幅方向の厚さ分布(%)=(最大厚−最小厚)÷平均厚×100
【0033】
(比較例)
リアクタ31に2本の排気管70bが接続され、これら排気管70bの排気口70cは基材搬送領域Rに通された基材テープの長さ方向に沿って設けられており、基材テープの幅方向に沿って設けられていない以外は実施例で用いたものと同様のCVD反応装置を酸化物超電導体の製造装置に組み込んだ装置を用いた以外は上記実施例と同様にして酸化物超電導体を得た。

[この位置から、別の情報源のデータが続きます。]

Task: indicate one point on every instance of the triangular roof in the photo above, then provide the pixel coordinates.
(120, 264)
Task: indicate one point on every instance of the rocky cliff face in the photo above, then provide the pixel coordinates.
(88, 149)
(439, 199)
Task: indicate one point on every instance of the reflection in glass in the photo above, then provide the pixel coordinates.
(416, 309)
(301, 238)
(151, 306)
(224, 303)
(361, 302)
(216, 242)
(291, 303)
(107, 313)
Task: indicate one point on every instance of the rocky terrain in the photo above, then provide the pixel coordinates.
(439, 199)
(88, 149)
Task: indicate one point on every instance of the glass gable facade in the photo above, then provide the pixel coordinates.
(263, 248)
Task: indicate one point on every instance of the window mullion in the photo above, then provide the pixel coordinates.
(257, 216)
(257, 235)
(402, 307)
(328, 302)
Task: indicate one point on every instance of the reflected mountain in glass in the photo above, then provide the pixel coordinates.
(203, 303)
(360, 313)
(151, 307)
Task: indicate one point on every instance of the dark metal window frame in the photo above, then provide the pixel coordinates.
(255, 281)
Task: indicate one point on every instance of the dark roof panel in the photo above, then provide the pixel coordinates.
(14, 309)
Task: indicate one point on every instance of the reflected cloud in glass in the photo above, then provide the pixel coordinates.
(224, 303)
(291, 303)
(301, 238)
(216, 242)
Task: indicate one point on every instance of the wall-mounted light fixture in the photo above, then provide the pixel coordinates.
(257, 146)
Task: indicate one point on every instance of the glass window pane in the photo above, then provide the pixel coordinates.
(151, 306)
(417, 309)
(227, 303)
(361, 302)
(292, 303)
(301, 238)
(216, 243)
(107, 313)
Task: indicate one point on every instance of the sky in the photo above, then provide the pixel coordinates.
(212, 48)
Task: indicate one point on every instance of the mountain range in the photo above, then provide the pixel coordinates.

比較例で得られた酸化物超電導体の幅方向の位置ごとの酸化物超電導薄膜の厚さを測定した結果を図5に合わせて示す。比較例で形成した酸化物超電導薄膜の幅方向への厚さの分布は約40%とバラツキが大きいものであった。
【0034】
以上のことからリアクタにガス排気機構の排気口を上記リアクタ内を移動中の基材テープの長さ方向及び幅方向に沿ってそれぞれ複数箇所設け、上記ガス排気機構に各排気口から排出されるガスの排気量を調整するためのバルブを設けてリアクタ内を移動中の基材テープの長さ方向及び幅方向へのガスの流れ状態を制御可能な構成とすることにより、基材テープ上に形成される酸化物超電導薄膜の幅方向の厚さの分布にバラツキが生じるのを大幅に改善でき、これにより幅方向の厚さの分布のバラツキに起因する臨界電流密度のバラツキを低減できるので、均一で優れた臨界電流密度を示す酸化物超電導体を製造できることがわかる。
【0035】
【発明の効果】
以上説明したように本発明にあっては、特に、リアクタにガス排気機構の排気口が、リアクタ内を移動中のテープ状の基材の長さ方向及び幅方向に沿ってそれぞれ一箇所以上設けられ、上記ガス排気機構に各排気口から排出されるガスの排気量を調整するための流量調整機構が設けられて、上記リアクタ内を移動中のテープ状の基材の長さ方向及び幅方向へのガスの流れ状態を制御可能な構成とされた酸化物超電導体の製造装置を用いるので、リアクタ内に反応に寄与しない不用成分や不用ガスが混入するのを低減できるうえ、反応後の残余ガスをテープ状の基材に長い時間触れさせることなく成膜処理でき、しかもリアクタ内を移動中のテープ状の基材の長さ方向及び幅方向への原料ガスや酸素ガスなどのガスの流れ状態を制御しながらCVD反応を行うことができるので、テープ状の基材の長さ方向および幅方向に対し厚さの分布や組成が均一な酸化物超電導薄膜を形成することができ、臨界電流密度等の超電導特性の優れた酸化物超電導体を効率良く製造できる。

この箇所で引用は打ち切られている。